Obviously the toilet wasnt installed by a professional. There is definitely a gap between the bottom of the toilet and the floor. Apparantly the toilet didnt sit level and some wood slips have been inserted to "Level" it. My husband contends that it cant be the toilet since the wax seal is intact... is this so?


----------



## gitnerdun (Dec 1, 2006)

Could be the floor rotted an is settling? Mobiles are known for having particle board floors, and they don't go well with water. Might be time to suit up and do a recon crawl.


----------



## sunsoarcats (Dec 13, 2006)

That very well could be. It is an old home and has soft spots in other places that we have repaired. There are no dead animals under the house  We have a cement slab and can see under there.

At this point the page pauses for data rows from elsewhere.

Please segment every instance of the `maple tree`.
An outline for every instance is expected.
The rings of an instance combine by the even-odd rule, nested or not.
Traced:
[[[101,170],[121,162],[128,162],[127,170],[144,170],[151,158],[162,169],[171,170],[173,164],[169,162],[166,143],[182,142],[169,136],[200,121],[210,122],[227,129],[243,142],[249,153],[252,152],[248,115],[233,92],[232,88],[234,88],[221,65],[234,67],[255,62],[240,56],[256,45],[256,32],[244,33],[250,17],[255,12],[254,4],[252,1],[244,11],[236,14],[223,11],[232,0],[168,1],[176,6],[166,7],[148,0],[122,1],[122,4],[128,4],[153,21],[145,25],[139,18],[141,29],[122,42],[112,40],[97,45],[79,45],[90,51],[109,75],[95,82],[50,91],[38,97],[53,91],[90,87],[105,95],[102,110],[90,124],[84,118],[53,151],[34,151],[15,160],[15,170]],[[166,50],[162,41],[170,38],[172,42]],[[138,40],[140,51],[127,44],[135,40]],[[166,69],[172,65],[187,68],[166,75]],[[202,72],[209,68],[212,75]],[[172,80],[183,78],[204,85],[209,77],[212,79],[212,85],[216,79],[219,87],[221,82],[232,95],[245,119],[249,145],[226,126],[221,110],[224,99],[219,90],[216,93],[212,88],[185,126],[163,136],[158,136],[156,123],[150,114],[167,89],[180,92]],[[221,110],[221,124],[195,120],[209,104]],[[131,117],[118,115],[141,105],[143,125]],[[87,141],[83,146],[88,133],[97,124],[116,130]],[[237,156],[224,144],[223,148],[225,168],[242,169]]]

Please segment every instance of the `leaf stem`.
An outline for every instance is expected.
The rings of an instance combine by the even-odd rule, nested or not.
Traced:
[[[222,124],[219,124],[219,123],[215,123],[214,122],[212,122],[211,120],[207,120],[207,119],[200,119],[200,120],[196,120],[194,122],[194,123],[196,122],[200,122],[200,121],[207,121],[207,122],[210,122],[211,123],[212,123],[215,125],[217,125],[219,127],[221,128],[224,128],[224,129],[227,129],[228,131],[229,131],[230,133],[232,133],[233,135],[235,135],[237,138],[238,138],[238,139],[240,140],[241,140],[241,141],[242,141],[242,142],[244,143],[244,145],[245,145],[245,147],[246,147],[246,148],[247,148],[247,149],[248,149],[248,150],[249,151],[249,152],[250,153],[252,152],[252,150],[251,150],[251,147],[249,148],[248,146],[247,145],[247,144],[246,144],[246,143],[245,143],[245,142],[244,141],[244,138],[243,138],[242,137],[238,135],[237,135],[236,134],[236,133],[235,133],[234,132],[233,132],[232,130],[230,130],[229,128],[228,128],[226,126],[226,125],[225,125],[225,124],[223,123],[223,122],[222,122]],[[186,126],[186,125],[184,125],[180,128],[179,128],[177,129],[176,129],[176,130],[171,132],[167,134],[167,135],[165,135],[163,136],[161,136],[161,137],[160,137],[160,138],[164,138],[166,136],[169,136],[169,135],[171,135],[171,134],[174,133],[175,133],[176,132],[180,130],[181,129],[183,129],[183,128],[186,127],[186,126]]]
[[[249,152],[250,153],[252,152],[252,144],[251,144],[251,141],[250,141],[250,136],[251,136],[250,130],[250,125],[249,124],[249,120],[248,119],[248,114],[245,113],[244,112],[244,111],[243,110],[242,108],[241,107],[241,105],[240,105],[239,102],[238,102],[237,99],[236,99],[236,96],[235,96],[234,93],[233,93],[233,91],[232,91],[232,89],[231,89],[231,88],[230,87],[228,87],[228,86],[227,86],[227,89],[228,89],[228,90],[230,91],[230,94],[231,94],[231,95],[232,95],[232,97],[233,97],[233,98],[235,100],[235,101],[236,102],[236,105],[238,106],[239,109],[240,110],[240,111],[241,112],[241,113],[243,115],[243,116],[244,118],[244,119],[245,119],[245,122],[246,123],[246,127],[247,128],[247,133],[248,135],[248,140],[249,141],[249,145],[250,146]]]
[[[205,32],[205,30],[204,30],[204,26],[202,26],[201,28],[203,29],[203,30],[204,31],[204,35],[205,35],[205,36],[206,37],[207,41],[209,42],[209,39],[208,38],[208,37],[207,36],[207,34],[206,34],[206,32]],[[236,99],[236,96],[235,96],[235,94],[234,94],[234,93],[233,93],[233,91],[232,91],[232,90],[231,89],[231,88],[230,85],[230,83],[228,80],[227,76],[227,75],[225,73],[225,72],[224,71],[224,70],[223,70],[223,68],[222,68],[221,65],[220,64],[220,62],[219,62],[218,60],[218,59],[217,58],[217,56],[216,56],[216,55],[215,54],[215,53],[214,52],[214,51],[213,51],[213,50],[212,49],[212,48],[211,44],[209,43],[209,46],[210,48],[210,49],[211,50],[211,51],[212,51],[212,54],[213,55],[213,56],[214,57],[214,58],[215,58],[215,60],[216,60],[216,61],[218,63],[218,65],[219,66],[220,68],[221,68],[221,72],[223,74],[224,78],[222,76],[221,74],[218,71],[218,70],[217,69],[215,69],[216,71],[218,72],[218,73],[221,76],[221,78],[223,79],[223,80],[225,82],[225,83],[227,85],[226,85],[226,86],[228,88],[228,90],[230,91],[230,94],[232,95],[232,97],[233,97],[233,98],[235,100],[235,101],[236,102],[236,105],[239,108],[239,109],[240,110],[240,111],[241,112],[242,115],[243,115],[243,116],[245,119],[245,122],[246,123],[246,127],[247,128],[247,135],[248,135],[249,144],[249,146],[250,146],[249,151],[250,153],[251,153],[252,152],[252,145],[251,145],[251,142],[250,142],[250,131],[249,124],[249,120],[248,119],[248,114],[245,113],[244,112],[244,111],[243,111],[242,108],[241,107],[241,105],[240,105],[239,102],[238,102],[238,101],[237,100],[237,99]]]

We intend to build/replace soon but the smell in the meantime is terrible!


----------



## Mike Swearingen (Mar 15, 2005)

Cap or plug all detached drain pipes, which allow sewer gas back into your home.


----------



## rick007fishing (Jan 5, 2011)

Sewer ordor in moble homes can easily be resolved. Most people are not aware that the vents for your moble home are located in the sink cabinets. Look inside all your cabinets and you should see a pipe which allows you to clean out your sewer pipe but most importantly on top of this pipe is a small vent cap which has a spring in it. When water is running through your sewer it creates a vacuum and sucks down the seal which is attached to the spring. This allows air to flow through the vented cap and when the water has run its course then the spring pulls the seal back up and should seal off the order from the sewer. If you have black pipes then you are generally using abs pipe the vent in mine is pro vent pv 140. One of mine was loose. It screws off make sure you use a good sealant to seal it when you screw it back on. Good luck


----------



## plumberinlaw (Feb 22, 2010)

It screws off make sure you use a good sealant to seal it when you screw it back on. Good luck[/quote]

No pipe dope, Teflon tape only:thumbsup:


----------



## DangerMouse (Jul 17, 2008)

Not ALL mobiles have AAVs. Mine didn't.... (perhaps there was one when it was new, but I don't know, I don't think I had been born yet! lol)
I had black abs going through the roof with little metal caps up there.

DM


----------



## donmorgan (Jan 31, 2011)

*Sewer Smell*

In some ***link removed*** mobile homes I have run into this problem that was resolved by simply running some water in the sink. Over time the water in the trap will evaporate and let sewer gas into the dwelling. You will find this happens after a sink has not been used for a few days. Same applies to the tub and shower.


----------



## Lstoehner (Oct 4, 2021)

Hi I'm new here but I have a question. I love in a mobile home I don't have a bad smell but when we flush the toilet water comes up out of the vent pipe. How do I unclog or correct this problem.


----------